Departmental/CECM Colloquium

April 16, 2003 in K9509, SFU

3:30 - 4:30
Richard Fateman (Berkeley)

Title: "High-level Proofs of Mathematical Programs Using Automatic Differentiation, Simplification, and some Common Sense."

Abstract: One problem in applying elementary methods to prove correctness of interesting scientific programs is the large discrepancy in level of discourse between low-level proof methods and the logic of scientific calculation, especially that used in a complex numerical program. The justification of an algorithm typically relies on algebra or analysis, but the correctness of the program requires that the arithmetic expressions are written correctly and that iterations converge to correct values in spite of truncation of infinite processes and the commission of roundoff errors.
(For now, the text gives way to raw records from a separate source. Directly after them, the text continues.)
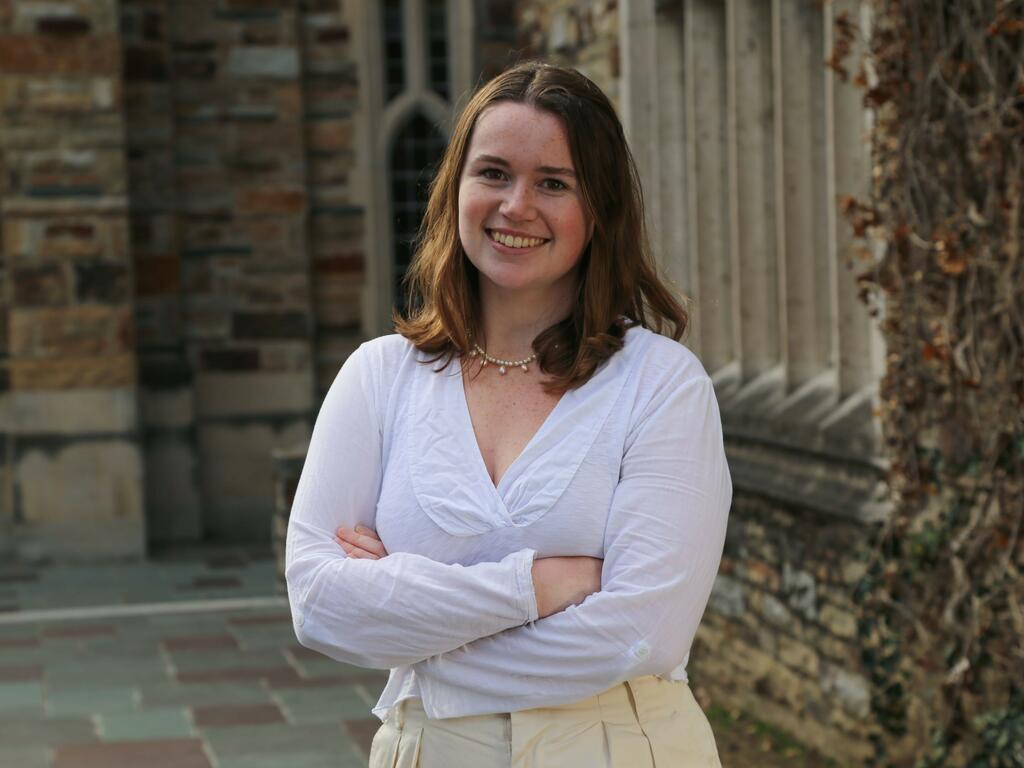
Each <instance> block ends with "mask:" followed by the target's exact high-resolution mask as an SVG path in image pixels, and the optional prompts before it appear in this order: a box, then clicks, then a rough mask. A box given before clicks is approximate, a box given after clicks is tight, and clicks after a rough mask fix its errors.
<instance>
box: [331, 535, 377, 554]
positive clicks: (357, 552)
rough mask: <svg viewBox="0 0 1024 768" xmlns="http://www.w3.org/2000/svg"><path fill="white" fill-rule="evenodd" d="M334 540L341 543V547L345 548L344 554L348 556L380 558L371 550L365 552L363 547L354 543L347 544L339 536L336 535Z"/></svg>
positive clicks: (336, 541) (341, 547) (343, 548)
mask: <svg viewBox="0 0 1024 768" xmlns="http://www.w3.org/2000/svg"><path fill="white" fill-rule="evenodd" d="M334 539H335V541H336V542H338V544H340V545H341V548H342V549H343V550H345V554H346V555H348V556H349V557H355V558H361V559H365V560H379V559H380V558H379V557H378V556H377V555H375V554H374V553H373V552H367V551H366V550H365V549H360V548H358V547H356V546H355V545H354V544H349V543H348V542H346V541H345V540H344V539H342V538H341V537H340V536H336V537H335V538H334Z"/></svg>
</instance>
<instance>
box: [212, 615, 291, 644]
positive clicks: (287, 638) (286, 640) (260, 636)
mask: <svg viewBox="0 0 1024 768" xmlns="http://www.w3.org/2000/svg"><path fill="white" fill-rule="evenodd" d="M228 629H229V631H230V633H231V635H232V636H233V637H236V638H237V639H238V641H239V645H240V646H241V647H243V648H246V649H249V650H258V649H260V648H281V647H286V646H288V645H289V644H291V643H294V642H295V628H294V627H292V620H291V616H289V617H288V620H287V621H286V622H281V623H278V624H253V625H231V626H230V627H229V628H228Z"/></svg>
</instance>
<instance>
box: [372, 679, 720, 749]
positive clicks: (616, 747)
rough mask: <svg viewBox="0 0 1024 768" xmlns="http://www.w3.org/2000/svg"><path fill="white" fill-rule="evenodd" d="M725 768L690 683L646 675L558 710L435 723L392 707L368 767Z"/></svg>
mask: <svg viewBox="0 0 1024 768" xmlns="http://www.w3.org/2000/svg"><path fill="white" fill-rule="evenodd" d="M499 767H500V768H721V763H720V762H719V758H718V750H717V748H716V746H715V736H714V734H713V733H712V730H711V726H710V725H709V724H708V719H707V718H706V717H705V714H703V712H701V711H700V707H699V706H698V705H697V702H696V701H695V700H694V699H693V694H692V693H691V692H690V689H689V686H688V685H687V684H686V683H685V682H670V681H668V680H662V679H660V678H657V677H653V676H648V677H641V678H637V679H635V680H630V681H627V682H625V683H621V684H618V685H615V686H613V687H611V688H609V689H608V690H606V691H604V692H603V693H598V694H597V695H595V696H591V697H590V698H587V699H584V700H582V701H577V702H574V703H570V705H564V706H561V707H545V708H538V709H532V710H522V711H520V712H513V713H505V714H498V715H476V716H471V717H461V718H447V719H443V720H430V719H429V718H427V716H426V714H425V713H424V711H423V707H422V706H421V703H420V699H418V698H409V699H406V700H404V701H401V702H399V703H398V705H397V706H395V707H394V708H392V710H391V712H390V713H389V715H388V717H387V719H386V720H385V721H384V723H382V724H381V727H380V729H379V730H378V731H377V734H376V735H375V736H374V741H373V746H372V749H371V752H370V768H499Z"/></svg>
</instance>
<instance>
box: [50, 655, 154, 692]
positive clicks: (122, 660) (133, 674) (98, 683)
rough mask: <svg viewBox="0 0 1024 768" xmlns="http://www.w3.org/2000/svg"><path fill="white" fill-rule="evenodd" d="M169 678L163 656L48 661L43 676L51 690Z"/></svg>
mask: <svg viewBox="0 0 1024 768" xmlns="http://www.w3.org/2000/svg"><path fill="white" fill-rule="evenodd" d="M166 678H167V666H166V665H165V664H164V663H163V662H162V660H161V659H159V658H154V659H148V660H132V659H125V660H122V662H119V660H117V659H114V658H111V659H106V660H98V659H91V660H90V662H88V663H87V664H83V663H82V662H81V660H80V659H79V660H78V663H69V662H60V663H54V664H47V665H45V667H44V670H43V680H44V681H45V683H46V685H47V688H48V689H50V690H55V691H59V690H72V689H75V688H91V687H94V686H101V687H116V686H137V685H140V684H143V683H150V682H158V681H160V680H165V679H166Z"/></svg>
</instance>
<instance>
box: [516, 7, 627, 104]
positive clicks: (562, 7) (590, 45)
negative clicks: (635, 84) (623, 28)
mask: <svg viewBox="0 0 1024 768" xmlns="http://www.w3.org/2000/svg"><path fill="white" fill-rule="evenodd" d="M516 10H517V27H518V35H517V40H518V45H519V47H520V49H521V50H522V52H523V53H524V54H525V55H530V56H539V57H543V58H544V59H546V60H549V61H552V62H553V63H562V65H567V66H570V67H574V68H577V69H578V70H580V72H582V73H583V74H584V75H586V76H587V77H589V78H590V79H591V80H593V81H594V82H595V83H597V84H598V85H599V86H600V87H601V89H602V90H604V92H605V93H606V94H607V95H608V98H610V99H611V101H612V103H614V104H615V105H616V106H617V105H618V89H620V83H618V75H620V73H618V3H617V2H616V0H554V1H550V0H523V1H522V2H518V3H516Z"/></svg>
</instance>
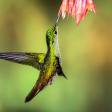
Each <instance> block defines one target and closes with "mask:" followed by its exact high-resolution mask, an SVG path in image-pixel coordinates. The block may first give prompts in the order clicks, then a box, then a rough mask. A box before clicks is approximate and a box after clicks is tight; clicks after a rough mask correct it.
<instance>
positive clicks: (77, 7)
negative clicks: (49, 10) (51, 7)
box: [58, 0, 96, 24]
mask: <svg viewBox="0 0 112 112" xmlns="http://www.w3.org/2000/svg"><path fill="white" fill-rule="evenodd" d="M89 10H90V11H93V12H94V13H95V12H96V10H95V4H94V3H93V0H63V1H62V4H61V7H60V10H59V13H58V16H59V17H60V16H62V18H63V19H64V18H65V17H66V14H68V15H71V16H73V17H75V20H76V23H77V24H79V23H80V21H81V20H83V19H84V18H85V16H86V14H87V12H88V11H89Z"/></svg>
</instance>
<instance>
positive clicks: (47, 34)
mask: <svg viewBox="0 0 112 112" xmlns="http://www.w3.org/2000/svg"><path fill="white" fill-rule="evenodd" d="M57 39H58V26H57V24H55V25H54V26H52V27H50V28H49V29H48V30H47V32H46V44H47V52H46V53H30V52H1V53H0V59H4V60H8V61H11V62H15V63H19V64H24V65H29V66H32V67H34V68H36V69H37V70H39V71H40V74H39V77H38V79H37V81H36V83H35V84H34V86H33V88H32V89H31V91H30V92H29V94H28V95H27V96H26V98H25V102H29V101H31V100H32V99H33V98H34V97H35V96H36V95H37V94H38V93H39V92H40V91H42V90H43V89H44V88H45V87H46V86H47V85H49V84H52V81H53V79H54V77H55V76H57V75H58V76H63V77H65V78H66V79H67V77H66V76H65V74H64V72H63V70H62V66H61V59H60V56H59V49H58V50H57V47H58V45H57Z"/></svg>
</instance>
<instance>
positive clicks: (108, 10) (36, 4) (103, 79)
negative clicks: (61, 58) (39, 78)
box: [0, 0, 112, 112]
mask: <svg viewBox="0 0 112 112" xmlns="http://www.w3.org/2000/svg"><path fill="white" fill-rule="evenodd" d="M95 3H96V6H97V10H96V14H95V15H94V14H93V13H90V12H89V13H88V15H87V17H86V18H85V20H84V21H83V22H81V24H80V25H79V26H77V25H76V24H75V21H74V19H73V18H72V17H67V18H66V19H65V20H63V21H61V22H60V25H59V44H60V51H61V55H62V62H63V70H64V72H65V74H66V75H67V77H68V80H65V79H64V78H62V77H58V78H56V79H55V81H54V84H53V85H52V86H48V87H47V88H46V89H45V90H44V91H42V92H41V93H40V94H38V95H37V97H35V98H34V99H33V100H32V101H31V102H29V103H27V104H25V103H24V98H25V96H26V95H27V94H28V92H29V91H30V89H31V88H32V86H33V85H34V83H35V81H36V79H37V77H38V75H39V71H37V70H35V69H33V68H31V67H29V66H24V65H19V64H15V63H11V62H7V61H3V60H0V112H112V1H111V0H95ZM60 4H61V1H60V0H18V1H17V0H0V52H5V51H26V52H46V42H45V32H46V30H47V29H48V28H49V26H51V25H53V23H54V22H55V20H56V16H57V13H58V9H59V7H60Z"/></svg>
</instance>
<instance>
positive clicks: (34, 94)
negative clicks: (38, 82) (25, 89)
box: [25, 82, 45, 103]
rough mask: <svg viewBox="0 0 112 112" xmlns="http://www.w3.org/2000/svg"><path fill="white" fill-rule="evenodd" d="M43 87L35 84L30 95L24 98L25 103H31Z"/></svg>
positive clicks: (40, 90) (31, 90)
mask: <svg viewBox="0 0 112 112" xmlns="http://www.w3.org/2000/svg"><path fill="white" fill-rule="evenodd" d="M44 87H45V86H44V85H43V84H41V83H38V82H36V84H35V86H34V87H33V88H32V90H31V91H30V93H29V94H28V95H27V96H26V98H25V103H27V102H29V101H31V100H32V99H33V98H34V97H35V96H36V95H37V94H38V93H39V92H40V91H41V90H42V89H43V88H44Z"/></svg>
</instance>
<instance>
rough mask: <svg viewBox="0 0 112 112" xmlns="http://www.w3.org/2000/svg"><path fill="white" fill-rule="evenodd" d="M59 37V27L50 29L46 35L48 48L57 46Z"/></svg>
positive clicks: (56, 27) (49, 28) (52, 27)
mask: <svg viewBox="0 0 112 112" xmlns="http://www.w3.org/2000/svg"><path fill="white" fill-rule="evenodd" d="M57 35H58V31H57V25H56V24H55V26H53V27H51V28H49V29H48V30H47V33H46V41H47V45H48V46H50V45H53V44H55V40H56V37H57Z"/></svg>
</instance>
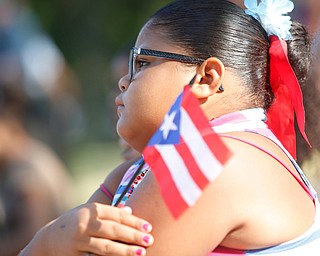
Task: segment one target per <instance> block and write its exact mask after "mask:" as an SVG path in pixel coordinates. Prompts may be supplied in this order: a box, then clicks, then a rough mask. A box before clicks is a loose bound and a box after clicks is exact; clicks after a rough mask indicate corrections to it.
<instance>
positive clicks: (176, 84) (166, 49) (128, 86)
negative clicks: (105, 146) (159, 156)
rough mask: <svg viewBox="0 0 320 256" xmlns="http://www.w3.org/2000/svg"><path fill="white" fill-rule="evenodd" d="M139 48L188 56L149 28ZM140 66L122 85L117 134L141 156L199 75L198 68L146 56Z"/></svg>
mask: <svg viewBox="0 0 320 256" xmlns="http://www.w3.org/2000/svg"><path fill="white" fill-rule="evenodd" d="M135 47H137V48H145V49H152V50H158V51H165V52H172V53H178V54H185V53H183V52H182V51H181V49H179V48H177V47H175V46H172V45H170V44H169V43H168V42H166V40H165V38H164V37H163V36H161V35H159V34H157V33H156V32H155V31H150V30H149V29H148V28H147V27H144V28H143V29H142V30H141V31H140V34H139V36H138V38H137V41H136V44H135ZM136 63H137V66H138V67H137V69H136V70H137V72H136V73H135V74H134V76H133V78H132V80H131V81H129V76H128V75H126V76H124V77H122V78H121V79H120V81H119V88H120V90H121V93H120V94H119V95H118V96H117V97H116V105H117V112H118V116H119V120H118V122H117V132H118V134H119V135H120V136H121V137H122V138H123V139H124V140H125V141H127V142H128V143H129V144H130V145H131V146H132V147H133V148H135V149H136V150H138V151H140V152H141V151H142V150H143V148H144V147H145V146H146V144H147V143H148V141H149V140H150V138H151V136H152V135H153V134H154V133H155V131H156V130H157V129H158V127H159V126H160V124H161V122H162V120H163V118H164V116H165V114H166V113H167V112H168V111H169V108H170V107H171V105H172V103H173V102H174V100H175V99H176V97H177V96H178V95H179V94H180V93H181V92H182V89H183V87H184V86H185V85H186V84H188V83H189V82H190V80H191V79H192V78H193V76H194V75H195V73H196V66H191V67H190V66H187V65H186V64H183V63H180V62H177V61H172V60H167V59H163V58H157V57H153V56H146V55H138V56H137V62H136Z"/></svg>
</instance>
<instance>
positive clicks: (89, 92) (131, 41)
mask: <svg viewBox="0 0 320 256" xmlns="http://www.w3.org/2000/svg"><path fill="white" fill-rule="evenodd" d="M169 2H170V1H169V0H139V1H138V0H93V1H87V0H30V1H29V3H30V5H31V8H32V9H33V10H34V11H35V13H36V15H37V17H38V18H39V20H40V22H41V23H42V25H43V28H44V29H45V30H46V31H47V32H48V33H49V34H50V35H51V36H52V38H53V40H54V41H55V42H56V44H57V45H58V47H59V48H60V50H61V51H62V53H63V54H64V56H65V58H66V60H67V62H68V63H69V65H70V66H71V68H72V69H73V71H74V72H75V74H76V76H77V78H78V80H79V84H80V88H81V101H82V106H83V109H84V112H85V113H84V114H85V118H86V123H87V127H86V133H85V140H110V139H111V140H112V139H115V138H117V135H116V132H115V127H114V120H113V119H114V118H112V113H111V111H110V109H108V107H109V106H110V105H112V104H113V98H112V97H109V96H108V95H109V94H110V92H111V91H112V90H113V91H114V90H116V89H115V88H116V87H117V84H116V83H115V82H114V81H112V79H111V75H110V72H111V71H110V65H111V60H112V58H113V56H114V55H115V54H117V53H118V52H120V51H123V49H125V48H128V47H129V46H130V45H132V44H133V42H134V40H135V37H136V35H137V33H138V32H139V29H140V28H141V26H142V25H143V24H144V22H145V21H146V20H147V19H148V17H149V16H150V15H152V14H153V13H154V11H156V10H157V9H159V8H160V7H161V6H163V5H165V4H166V3H169Z"/></svg>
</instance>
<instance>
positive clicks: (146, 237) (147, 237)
mask: <svg viewBox="0 0 320 256" xmlns="http://www.w3.org/2000/svg"><path fill="white" fill-rule="evenodd" d="M143 241H145V242H146V243H147V244H148V243H149V241H150V236H144V237H143Z"/></svg>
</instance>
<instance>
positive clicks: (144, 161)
mask: <svg viewBox="0 0 320 256" xmlns="http://www.w3.org/2000/svg"><path fill="white" fill-rule="evenodd" d="M141 159H142V161H141V163H140V164H139V167H138V169H137V170H136V171H135V173H134V174H133V176H132V177H131V179H130V181H129V182H128V184H127V186H126V188H125V189H124V190H123V192H122V193H121V195H120V197H119V198H118V200H117V202H116V203H115V204H114V206H116V207H117V206H118V205H119V203H120V202H121V200H122V199H123V197H124V196H125V195H126V194H127V192H128V191H129V189H130V187H131V185H132V184H133V182H134V180H135V179H136V178H137V176H138V175H139V173H140V171H141V169H142V167H143V166H144V164H145V161H144V159H143V157H142V158H141Z"/></svg>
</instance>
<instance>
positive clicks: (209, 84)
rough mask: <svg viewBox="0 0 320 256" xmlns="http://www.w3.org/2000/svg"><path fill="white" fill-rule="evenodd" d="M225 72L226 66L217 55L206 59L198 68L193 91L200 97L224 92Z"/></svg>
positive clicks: (206, 96) (210, 95)
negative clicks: (222, 84)
mask: <svg viewBox="0 0 320 256" xmlns="http://www.w3.org/2000/svg"><path fill="white" fill-rule="evenodd" d="M224 73H225V67H224V65H223V63H222V62H221V61H220V60H219V59H217V58H215V57H210V58H208V59H206V60H205V61H204V62H203V63H202V64H201V66H200V67H199V68H198V69H197V74H196V76H195V79H194V83H193V85H192V87H191V91H192V92H193V93H194V94H195V96H196V97H197V98H199V99H201V98H208V97H209V96H211V95H213V94H215V93H221V92H223V87H222V80H223V77H224Z"/></svg>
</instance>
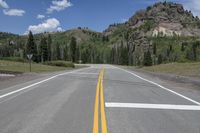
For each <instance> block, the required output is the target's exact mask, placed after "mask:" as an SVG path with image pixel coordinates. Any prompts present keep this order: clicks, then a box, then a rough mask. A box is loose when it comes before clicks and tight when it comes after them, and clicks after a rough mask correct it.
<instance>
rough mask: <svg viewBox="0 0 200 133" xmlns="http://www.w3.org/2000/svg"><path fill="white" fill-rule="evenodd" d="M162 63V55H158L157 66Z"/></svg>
mask: <svg viewBox="0 0 200 133" xmlns="http://www.w3.org/2000/svg"><path fill="white" fill-rule="evenodd" d="M162 62H163V59H162V55H161V54H159V56H158V64H162Z"/></svg>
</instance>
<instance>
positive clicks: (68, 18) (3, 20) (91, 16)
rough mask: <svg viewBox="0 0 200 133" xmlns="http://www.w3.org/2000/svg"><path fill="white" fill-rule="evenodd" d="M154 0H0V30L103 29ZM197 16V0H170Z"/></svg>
mask: <svg viewBox="0 0 200 133" xmlns="http://www.w3.org/2000/svg"><path fill="white" fill-rule="evenodd" d="M157 1H158V0H70V1H69V0H0V31H4V32H11V33H16V34H24V33H26V32H27V31H29V30H32V31H33V32H34V33H39V32H44V31H57V30H67V29H71V28H76V27H78V26H81V27H89V28H90V29H93V30H96V31H103V30H104V29H105V28H107V27H108V25H109V24H112V23H119V22H123V21H125V20H127V19H128V18H129V17H131V16H132V15H133V14H134V13H135V12H136V11H137V10H139V9H144V8H146V7H147V6H149V5H152V4H154V3H155V2H157ZM170 1H173V2H177V3H182V4H183V5H184V7H185V8H187V9H189V10H192V12H193V13H194V14H195V15H198V16H199V15H200V0H170Z"/></svg>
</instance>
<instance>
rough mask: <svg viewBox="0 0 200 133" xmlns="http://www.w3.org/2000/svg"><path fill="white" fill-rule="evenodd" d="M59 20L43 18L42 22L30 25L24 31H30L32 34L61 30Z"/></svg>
mask: <svg viewBox="0 0 200 133" xmlns="http://www.w3.org/2000/svg"><path fill="white" fill-rule="evenodd" d="M61 29H62V28H61V27H60V22H59V21H58V20H57V19H56V18H50V19H47V20H45V21H44V22H43V23H41V24H38V25H30V26H29V27H28V30H27V31H26V32H25V33H24V34H27V33H28V32H29V31H32V32H33V33H34V34H37V33H43V32H51V31H58V30H61Z"/></svg>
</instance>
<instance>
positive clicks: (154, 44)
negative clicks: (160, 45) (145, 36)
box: [153, 43, 157, 55]
mask: <svg viewBox="0 0 200 133" xmlns="http://www.w3.org/2000/svg"><path fill="white" fill-rule="evenodd" d="M153 54H154V55H157V46H156V43H154V44H153Z"/></svg>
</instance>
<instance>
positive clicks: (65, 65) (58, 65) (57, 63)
mask: <svg viewBox="0 0 200 133" xmlns="http://www.w3.org/2000/svg"><path fill="white" fill-rule="evenodd" d="M44 65H49V66H58V67H71V68H74V67H75V65H74V63H72V62H67V61H48V62H45V63H44Z"/></svg>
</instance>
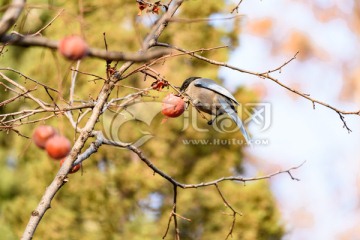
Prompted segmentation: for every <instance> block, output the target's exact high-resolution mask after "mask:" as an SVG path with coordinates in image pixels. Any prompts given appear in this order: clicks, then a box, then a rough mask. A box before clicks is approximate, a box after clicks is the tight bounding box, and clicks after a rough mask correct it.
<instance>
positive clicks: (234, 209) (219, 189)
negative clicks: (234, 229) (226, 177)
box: [215, 184, 242, 240]
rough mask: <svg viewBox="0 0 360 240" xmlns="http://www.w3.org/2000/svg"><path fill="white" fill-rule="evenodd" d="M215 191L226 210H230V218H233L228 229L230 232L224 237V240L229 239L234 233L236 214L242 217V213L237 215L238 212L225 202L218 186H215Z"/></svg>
mask: <svg viewBox="0 0 360 240" xmlns="http://www.w3.org/2000/svg"><path fill="white" fill-rule="evenodd" d="M215 187H216V190H217V191H218V193H219V195H220V197H221V198H222V200H223V202H224V204H225V206H227V207H228V208H230V210H231V211H232V212H233V214H232V217H233V221H232V224H231V227H230V231H229V233H228V235H227V236H226V238H225V240H226V239H228V238H229V237H232V233H233V231H234V227H235V222H236V214H239V215H240V216H242V213H239V212H238V211H236V210H235V209H234V208H233V207H232V206H231V205H230V204H229V203H228V201H226V199H225V197H224V195H223V194H222V192H221V191H220V188H219V185H218V184H215Z"/></svg>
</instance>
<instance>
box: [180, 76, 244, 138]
mask: <svg viewBox="0 0 360 240" xmlns="http://www.w3.org/2000/svg"><path fill="white" fill-rule="evenodd" d="M180 92H181V93H184V94H185V95H187V96H188V97H189V98H190V101H191V102H192V103H193V104H194V106H195V107H196V108H197V109H198V110H200V111H202V112H205V113H208V114H210V115H214V116H215V117H214V118H213V119H212V120H210V121H209V122H208V124H209V125H211V124H212V123H213V122H214V121H215V119H216V118H217V117H218V116H220V115H222V114H224V113H226V114H228V115H229V116H230V118H231V119H232V120H233V121H234V122H235V123H236V125H237V126H238V128H239V129H240V131H241V133H242V134H243V135H244V137H245V140H246V142H248V143H250V137H249V135H248V133H247V132H246V129H245V127H244V124H243V123H242V121H241V119H240V118H239V116H238V115H237V111H236V105H239V103H238V102H237V101H236V99H235V98H234V96H233V95H232V94H231V93H230V92H229V91H228V90H226V89H225V88H224V87H222V86H220V85H219V84H217V83H216V82H215V81H213V80H211V79H207V78H201V77H190V78H188V79H186V80H185V81H184V82H183V84H182V86H181V87H180Z"/></svg>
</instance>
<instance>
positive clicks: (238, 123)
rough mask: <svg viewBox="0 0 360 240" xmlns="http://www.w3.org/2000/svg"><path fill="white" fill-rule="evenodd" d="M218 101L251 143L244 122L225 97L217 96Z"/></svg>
mask: <svg viewBox="0 0 360 240" xmlns="http://www.w3.org/2000/svg"><path fill="white" fill-rule="evenodd" d="M219 103H220V104H221V107H222V108H223V109H224V110H225V112H226V113H227V114H228V115H229V116H230V117H231V119H232V120H233V121H234V122H235V123H236V125H237V126H238V128H239V129H240V131H241V133H242V134H243V135H244V137H245V140H246V142H247V143H248V144H250V145H251V142H250V137H249V134H248V133H247V131H246V129H245V127H244V124H243V123H242V121H241V119H240V118H239V116H238V115H237V113H236V112H235V111H234V110H233V109H232V108H231V106H230V105H229V103H228V102H227V101H226V100H225V99H223V98H219Z"/></svg>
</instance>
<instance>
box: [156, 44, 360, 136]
mask: <svg viewBox="0 0 360 240" xmlns="http://www.w3.org/2000/svg"><path fill="white" fill-rule="evenodd" d="M156 46H162V47H167V48H173V49H176V50H178V51H180V52H183V53H186V52H188V51H187V50H185V49H182V48H179V47H175V46H172V45H170V44H167V43H156ZM189 55H190V56H192V57H195V58H197V59H200V60H203V61H205V62H208V63H210V64H213V65H216V66H222V67H226V68H229V69H232V70H235V71H237V72H241V73H246V74H250V75H254V76H258V77H260V78H263V79H269V80H271V81H273V82H275V83H276V84H278V85H280V86H281V87H283V88H285V89H287V90H289V91H291V92H293V93H295V94H297V95H299V96H301V97H303V98H305V99H307V100H309V101H311V102H312V104H313V106H315V103H316V104H319V105H322V106H324V107H327V108H329V109H331V110H333V111H335V112H336V113H338V114H339V115H340V116H341V117H340V119H341V121H342V122H343V124H344V128H346V129H347V130H348V132H350V131H351V130H350V129H349V127H348V126H347V124H346V122H345V120H344V116H343V115H358V116H360V110H356V111H345V110H341V109H338V108H336V107H334V106H332V105H330V104H328V103H326V102H323V101H320V100H317V99H315V98H311V97H310V95H309V94H306V93H301V92H300V91H298V90H295V89H293V88H291V87H289V86H287V85H285V84H284V83H282V82H280V81H279V80H278V79H276V78H274V77H272V76H270V75H269V74H268V72H269V71H268V72H264V73H257V72H252V71H248V70H245V69H241V68H238V67H235V66H233V65H229V64H227V63H224V62H219V61H215V60H212V59H209V58H206V57H203V56H201V55H199V54H196V53H189ZM295 57H296V55H295V56H294V57H293V58H292V59H290V60H289V61H287V62H286V63H285V64H282V65H281V66H280V67H278V68H276V69H275V70H277V69H281V67H283V66H285V65H286V64H288V63H289V62H290V61H292V60H293V59H294V58H295ZM273 71H274V70H271V71H270V72H273Z"/></svg>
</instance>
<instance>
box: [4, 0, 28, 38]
mask: <svg viewBox="0 0 360 240" xmlns="http://www.w3.org/2000/svg"><path fill="white" fill-rule="evenodd" d="M25 3H26V1H25V0H13V1H12V3H11V4H10V6H9V7H8V9H7V10H6V12H5V13H4V15H3V16H2V18H1V20H0V36H1V35H3V34H4V33H6V32H7V31H8V30H9V29H10V28H11V27H12V26H13V25H14V23H15V22H16V20H17V19H18V17H19V16H20V14H21V12H22V10H23V9H24V6H25Z"/></svg>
We hope to help bridge this gap by showing how we can, in some cases, state a high-level requirement and by using a computer algebra system (CAS) demonstrate that a program satisfies that requirement. A CAS can contribute program manipulation, partial evaluation, simplification or other algorithmic methods. A novelty here is we add to the usual list of techniques algorithm differentiation, a method already widely used in different contexts (usually optimization), to those used already for program proofs.

We sketch a proof of a numerical program to compute sine, and display a similar approach to a recursive version of a Bessel function algorithm for J_0(x).